NOW, THEREFORE, in consideration of the above premises and the following mutual covenants and conditions, the parties agree as follows:
1. The first “WHEREAS” clause is hereby removed and replaced with the following:
WHEREAS, Executive is party to an Amended and Restated Employment Agreement with the Company entered into as of December 17, 2010 (the “Existing Employment Agreement”);
2. The second “WHEREAS” clause is hereby removed and replaced with the following:
WHEREAS, a Stock Purchase Agreement (the “Stock Purchase Agreement”), was entered into as of June 14, 2014, by and among AGS Topco Holdings L.P., a Delaware limited partnership (“Seller”), AGS Hold Co., a Delaware corporation and a direct wholly-owned subsidiary of Seller, and Karman Buyer Corp., a Delaware Corporation (“Buyer”);
3. The third “WHEREAS” clause is hereby removed and replaced with the following:
WHEREAS, Executive and the Company seek to amend the Existing Employment Agreement, effective as of the consummation of the transactions contemplated by the Stock Purchase Agreement (the “Closing”);
4. The first sentence of Section 3 of the Agreement is hereby removed and replaced with the following:
3. Term of Employment. The initial term of the Executive’s employment hereunder shall commence on the Closing and continue until the third anniversary of the Closing (the “Initial Term”).
5. In Section 5.1, all references to “$185 million” are hereby replaced with “$300 million”.

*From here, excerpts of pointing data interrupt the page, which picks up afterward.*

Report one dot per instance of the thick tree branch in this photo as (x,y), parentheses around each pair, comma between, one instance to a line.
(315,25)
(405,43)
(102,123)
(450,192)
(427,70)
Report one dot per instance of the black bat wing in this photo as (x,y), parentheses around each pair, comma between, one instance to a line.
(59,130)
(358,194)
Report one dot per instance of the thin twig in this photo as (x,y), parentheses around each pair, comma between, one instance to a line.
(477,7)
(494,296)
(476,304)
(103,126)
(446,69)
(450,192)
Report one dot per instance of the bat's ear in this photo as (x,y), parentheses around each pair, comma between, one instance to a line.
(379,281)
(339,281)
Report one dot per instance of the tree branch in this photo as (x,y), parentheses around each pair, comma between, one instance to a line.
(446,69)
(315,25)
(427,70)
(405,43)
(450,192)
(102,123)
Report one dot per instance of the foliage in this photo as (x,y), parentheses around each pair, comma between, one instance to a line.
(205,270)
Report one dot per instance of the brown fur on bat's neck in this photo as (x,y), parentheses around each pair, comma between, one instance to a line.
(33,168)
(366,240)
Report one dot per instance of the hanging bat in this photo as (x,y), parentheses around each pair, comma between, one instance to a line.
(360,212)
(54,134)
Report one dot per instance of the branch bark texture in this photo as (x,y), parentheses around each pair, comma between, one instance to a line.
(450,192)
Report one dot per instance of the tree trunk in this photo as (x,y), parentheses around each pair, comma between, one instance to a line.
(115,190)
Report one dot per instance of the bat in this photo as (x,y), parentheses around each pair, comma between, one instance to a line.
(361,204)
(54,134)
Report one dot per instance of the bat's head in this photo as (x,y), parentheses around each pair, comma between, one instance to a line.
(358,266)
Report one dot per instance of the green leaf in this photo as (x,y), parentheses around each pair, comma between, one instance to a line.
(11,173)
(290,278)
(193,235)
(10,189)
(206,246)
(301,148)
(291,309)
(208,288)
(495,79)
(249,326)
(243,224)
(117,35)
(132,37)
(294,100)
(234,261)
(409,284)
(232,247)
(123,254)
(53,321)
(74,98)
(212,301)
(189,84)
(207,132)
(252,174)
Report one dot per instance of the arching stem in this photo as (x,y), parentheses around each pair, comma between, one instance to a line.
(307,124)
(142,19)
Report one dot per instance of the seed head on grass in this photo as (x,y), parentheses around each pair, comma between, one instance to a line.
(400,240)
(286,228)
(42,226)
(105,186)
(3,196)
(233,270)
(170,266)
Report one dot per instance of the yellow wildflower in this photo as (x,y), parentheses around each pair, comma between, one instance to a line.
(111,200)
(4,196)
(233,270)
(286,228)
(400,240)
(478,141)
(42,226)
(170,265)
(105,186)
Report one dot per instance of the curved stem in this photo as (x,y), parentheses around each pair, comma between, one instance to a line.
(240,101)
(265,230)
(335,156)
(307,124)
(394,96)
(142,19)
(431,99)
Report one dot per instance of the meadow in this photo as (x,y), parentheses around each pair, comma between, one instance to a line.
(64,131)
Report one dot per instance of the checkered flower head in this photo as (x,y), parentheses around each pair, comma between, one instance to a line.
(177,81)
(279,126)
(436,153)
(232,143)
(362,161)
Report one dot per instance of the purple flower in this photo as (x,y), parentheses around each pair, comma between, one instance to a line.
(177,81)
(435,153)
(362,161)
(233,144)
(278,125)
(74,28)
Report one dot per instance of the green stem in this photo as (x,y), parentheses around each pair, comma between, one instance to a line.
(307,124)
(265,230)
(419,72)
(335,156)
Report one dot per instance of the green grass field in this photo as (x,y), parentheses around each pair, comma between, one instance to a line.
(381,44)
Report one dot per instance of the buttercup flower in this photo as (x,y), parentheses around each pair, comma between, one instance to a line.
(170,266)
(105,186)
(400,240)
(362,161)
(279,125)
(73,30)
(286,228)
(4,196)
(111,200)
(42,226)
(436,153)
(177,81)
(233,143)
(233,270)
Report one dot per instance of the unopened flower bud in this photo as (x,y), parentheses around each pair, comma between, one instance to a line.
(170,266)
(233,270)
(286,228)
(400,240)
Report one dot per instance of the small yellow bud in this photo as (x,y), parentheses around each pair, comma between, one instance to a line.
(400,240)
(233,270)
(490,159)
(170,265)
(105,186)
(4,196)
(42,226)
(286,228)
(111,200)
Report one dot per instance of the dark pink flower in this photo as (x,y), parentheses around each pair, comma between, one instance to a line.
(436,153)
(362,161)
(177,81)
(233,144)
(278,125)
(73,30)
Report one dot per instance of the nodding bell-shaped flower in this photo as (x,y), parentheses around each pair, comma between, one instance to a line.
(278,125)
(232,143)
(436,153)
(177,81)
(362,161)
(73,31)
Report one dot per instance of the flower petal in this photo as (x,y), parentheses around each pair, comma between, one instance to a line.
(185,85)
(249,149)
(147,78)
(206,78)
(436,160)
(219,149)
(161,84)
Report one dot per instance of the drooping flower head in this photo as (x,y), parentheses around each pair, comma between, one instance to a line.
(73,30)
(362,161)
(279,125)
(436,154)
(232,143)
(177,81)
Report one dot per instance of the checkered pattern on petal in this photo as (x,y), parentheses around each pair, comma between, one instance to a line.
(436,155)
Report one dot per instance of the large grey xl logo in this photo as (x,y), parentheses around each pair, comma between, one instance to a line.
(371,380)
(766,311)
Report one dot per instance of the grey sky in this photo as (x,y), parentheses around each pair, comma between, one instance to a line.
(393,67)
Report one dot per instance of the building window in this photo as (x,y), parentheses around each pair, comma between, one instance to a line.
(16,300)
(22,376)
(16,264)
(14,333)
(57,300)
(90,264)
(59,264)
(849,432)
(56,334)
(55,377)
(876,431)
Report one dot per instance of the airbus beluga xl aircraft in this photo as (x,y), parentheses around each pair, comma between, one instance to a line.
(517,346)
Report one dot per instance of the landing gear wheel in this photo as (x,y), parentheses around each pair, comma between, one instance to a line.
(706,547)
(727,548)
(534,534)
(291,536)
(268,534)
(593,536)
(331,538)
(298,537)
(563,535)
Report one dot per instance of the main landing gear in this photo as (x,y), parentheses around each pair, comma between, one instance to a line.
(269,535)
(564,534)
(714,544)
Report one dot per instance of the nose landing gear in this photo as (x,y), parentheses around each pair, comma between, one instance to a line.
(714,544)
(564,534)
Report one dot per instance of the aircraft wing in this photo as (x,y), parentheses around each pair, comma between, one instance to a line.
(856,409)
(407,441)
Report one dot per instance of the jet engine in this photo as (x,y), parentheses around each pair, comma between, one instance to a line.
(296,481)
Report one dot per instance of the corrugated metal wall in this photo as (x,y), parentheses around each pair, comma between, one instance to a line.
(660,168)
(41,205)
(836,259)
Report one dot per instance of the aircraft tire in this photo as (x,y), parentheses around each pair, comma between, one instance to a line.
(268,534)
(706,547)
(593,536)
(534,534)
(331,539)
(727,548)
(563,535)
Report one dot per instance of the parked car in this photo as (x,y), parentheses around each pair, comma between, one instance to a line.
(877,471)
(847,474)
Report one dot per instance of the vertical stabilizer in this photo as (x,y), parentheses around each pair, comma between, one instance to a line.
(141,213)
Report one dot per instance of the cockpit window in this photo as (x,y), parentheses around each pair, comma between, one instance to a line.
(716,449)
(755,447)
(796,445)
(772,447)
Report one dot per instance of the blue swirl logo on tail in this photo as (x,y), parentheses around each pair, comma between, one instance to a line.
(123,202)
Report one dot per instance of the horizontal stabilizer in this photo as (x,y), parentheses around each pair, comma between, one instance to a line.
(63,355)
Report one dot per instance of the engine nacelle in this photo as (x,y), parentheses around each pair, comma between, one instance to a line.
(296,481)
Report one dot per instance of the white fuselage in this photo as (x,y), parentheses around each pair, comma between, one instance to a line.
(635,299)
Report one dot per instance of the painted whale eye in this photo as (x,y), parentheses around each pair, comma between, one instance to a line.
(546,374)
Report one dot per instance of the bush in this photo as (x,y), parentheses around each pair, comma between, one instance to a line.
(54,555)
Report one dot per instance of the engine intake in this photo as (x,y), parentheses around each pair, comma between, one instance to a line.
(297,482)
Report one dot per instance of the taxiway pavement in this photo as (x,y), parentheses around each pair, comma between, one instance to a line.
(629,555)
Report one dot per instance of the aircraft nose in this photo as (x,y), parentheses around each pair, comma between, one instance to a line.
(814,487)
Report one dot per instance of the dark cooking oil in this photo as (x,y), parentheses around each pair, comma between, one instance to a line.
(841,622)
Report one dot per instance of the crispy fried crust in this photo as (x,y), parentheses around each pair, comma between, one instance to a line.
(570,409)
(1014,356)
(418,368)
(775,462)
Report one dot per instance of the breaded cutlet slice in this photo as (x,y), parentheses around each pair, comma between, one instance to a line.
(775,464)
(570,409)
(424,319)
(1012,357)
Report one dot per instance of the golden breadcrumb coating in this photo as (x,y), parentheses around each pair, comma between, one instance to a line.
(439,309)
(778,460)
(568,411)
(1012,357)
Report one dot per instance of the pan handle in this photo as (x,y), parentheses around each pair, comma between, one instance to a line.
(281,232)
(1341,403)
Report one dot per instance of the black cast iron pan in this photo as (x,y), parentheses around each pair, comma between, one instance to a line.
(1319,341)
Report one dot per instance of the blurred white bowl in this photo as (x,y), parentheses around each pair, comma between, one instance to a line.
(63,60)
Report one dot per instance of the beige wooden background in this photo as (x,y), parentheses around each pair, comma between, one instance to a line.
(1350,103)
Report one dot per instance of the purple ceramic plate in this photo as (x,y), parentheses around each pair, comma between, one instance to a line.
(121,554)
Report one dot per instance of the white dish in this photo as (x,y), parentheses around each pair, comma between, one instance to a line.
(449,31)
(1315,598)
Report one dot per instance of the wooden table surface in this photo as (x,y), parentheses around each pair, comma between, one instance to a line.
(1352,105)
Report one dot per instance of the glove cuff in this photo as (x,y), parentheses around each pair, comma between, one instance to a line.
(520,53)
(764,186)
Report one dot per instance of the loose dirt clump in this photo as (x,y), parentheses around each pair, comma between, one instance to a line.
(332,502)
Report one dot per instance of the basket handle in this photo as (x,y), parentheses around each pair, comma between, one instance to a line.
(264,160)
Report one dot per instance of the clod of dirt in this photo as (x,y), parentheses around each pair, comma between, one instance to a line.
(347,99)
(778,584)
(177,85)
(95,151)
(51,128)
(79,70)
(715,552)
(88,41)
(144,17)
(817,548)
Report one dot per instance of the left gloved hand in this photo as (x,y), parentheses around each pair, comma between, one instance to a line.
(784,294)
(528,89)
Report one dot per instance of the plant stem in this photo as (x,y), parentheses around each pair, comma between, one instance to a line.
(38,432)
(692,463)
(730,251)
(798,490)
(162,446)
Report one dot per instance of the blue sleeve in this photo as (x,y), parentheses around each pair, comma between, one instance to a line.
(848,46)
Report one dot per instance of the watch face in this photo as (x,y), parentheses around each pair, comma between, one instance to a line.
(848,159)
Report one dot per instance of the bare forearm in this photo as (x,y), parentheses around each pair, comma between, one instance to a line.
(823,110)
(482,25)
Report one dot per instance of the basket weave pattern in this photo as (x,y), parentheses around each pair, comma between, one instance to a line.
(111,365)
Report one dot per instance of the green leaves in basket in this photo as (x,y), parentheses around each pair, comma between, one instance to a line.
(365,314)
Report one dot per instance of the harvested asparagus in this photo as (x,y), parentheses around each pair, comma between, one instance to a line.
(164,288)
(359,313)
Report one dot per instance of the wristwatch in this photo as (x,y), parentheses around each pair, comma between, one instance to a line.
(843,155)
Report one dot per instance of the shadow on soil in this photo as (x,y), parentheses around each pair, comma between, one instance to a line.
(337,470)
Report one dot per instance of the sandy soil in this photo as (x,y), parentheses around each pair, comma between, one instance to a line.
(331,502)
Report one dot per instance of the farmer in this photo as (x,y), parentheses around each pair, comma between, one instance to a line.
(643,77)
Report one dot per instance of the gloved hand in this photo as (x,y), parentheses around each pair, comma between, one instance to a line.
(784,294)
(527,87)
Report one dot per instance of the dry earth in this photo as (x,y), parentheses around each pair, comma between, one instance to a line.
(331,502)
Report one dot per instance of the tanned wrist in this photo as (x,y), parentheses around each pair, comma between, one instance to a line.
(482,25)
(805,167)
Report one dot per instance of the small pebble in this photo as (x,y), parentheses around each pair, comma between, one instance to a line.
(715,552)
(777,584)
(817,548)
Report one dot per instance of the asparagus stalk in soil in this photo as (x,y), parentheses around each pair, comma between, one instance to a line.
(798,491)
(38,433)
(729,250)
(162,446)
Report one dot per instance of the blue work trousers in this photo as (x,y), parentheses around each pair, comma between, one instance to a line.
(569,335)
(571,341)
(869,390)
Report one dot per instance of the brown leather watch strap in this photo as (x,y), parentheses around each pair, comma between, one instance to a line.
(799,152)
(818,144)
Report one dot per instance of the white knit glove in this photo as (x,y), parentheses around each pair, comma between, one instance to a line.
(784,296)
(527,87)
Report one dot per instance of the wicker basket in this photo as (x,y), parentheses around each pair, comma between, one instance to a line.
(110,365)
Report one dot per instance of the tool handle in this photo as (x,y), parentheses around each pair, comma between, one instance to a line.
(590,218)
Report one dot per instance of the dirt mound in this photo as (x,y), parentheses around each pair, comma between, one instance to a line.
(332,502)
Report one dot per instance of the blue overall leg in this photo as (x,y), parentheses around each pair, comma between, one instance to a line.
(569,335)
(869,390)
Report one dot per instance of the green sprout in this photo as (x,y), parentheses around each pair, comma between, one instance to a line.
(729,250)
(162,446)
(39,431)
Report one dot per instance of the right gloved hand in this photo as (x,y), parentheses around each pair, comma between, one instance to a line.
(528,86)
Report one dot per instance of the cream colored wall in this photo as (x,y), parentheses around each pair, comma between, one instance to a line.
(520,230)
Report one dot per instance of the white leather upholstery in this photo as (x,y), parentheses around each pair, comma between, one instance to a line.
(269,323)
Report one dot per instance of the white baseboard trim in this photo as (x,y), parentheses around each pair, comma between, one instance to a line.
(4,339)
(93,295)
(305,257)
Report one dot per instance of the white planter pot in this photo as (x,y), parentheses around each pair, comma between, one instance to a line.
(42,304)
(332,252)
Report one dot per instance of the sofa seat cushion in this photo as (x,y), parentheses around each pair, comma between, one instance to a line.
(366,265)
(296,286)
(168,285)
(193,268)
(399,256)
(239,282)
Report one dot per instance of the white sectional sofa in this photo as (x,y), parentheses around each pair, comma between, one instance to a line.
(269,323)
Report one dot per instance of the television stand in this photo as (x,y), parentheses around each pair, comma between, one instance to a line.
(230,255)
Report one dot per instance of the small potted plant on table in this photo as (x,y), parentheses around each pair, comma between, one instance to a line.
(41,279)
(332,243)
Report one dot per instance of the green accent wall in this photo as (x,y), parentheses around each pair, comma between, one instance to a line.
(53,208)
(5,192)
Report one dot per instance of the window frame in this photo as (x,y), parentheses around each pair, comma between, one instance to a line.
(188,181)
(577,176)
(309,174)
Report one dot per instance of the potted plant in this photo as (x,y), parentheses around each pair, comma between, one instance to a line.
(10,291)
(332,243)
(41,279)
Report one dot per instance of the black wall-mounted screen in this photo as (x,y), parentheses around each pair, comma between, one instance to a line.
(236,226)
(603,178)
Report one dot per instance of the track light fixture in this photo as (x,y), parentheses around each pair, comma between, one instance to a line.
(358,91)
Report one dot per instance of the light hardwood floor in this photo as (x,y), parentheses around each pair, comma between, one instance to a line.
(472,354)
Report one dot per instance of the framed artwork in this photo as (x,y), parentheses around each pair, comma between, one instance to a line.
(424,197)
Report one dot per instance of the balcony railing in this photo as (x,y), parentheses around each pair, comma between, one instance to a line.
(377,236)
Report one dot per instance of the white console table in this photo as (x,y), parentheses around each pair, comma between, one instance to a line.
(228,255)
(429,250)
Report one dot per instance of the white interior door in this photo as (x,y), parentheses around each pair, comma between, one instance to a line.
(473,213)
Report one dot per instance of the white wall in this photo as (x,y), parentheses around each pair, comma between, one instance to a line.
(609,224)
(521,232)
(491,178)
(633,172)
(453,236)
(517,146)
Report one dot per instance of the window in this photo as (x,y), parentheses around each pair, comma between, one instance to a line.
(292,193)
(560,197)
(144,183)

6. This Amendment No. 2 is the complete statement of the parties’ agreement respecting their amendment of the Agreement and supersedes all prior statements, understanding, expectations, or agreements with respect to any amendment of the Agreement and, except as expressly set forth in Amendment No. 1 and this Amendment No. 2, the Agreement remains in full force and effect, unaltered and unchanged. This Amendment No. 2 may not be altered, changed, or amended except by a subsequent writing signed by the parties.
7. Except as otherwise provided herein, capitalized terms used herein shall have the meanings set forth in the Agreement.
8. This Amendment No. 2 may be executed in counterparts, which such counterparts when taken together shall constitute one entire Amendment No. 2.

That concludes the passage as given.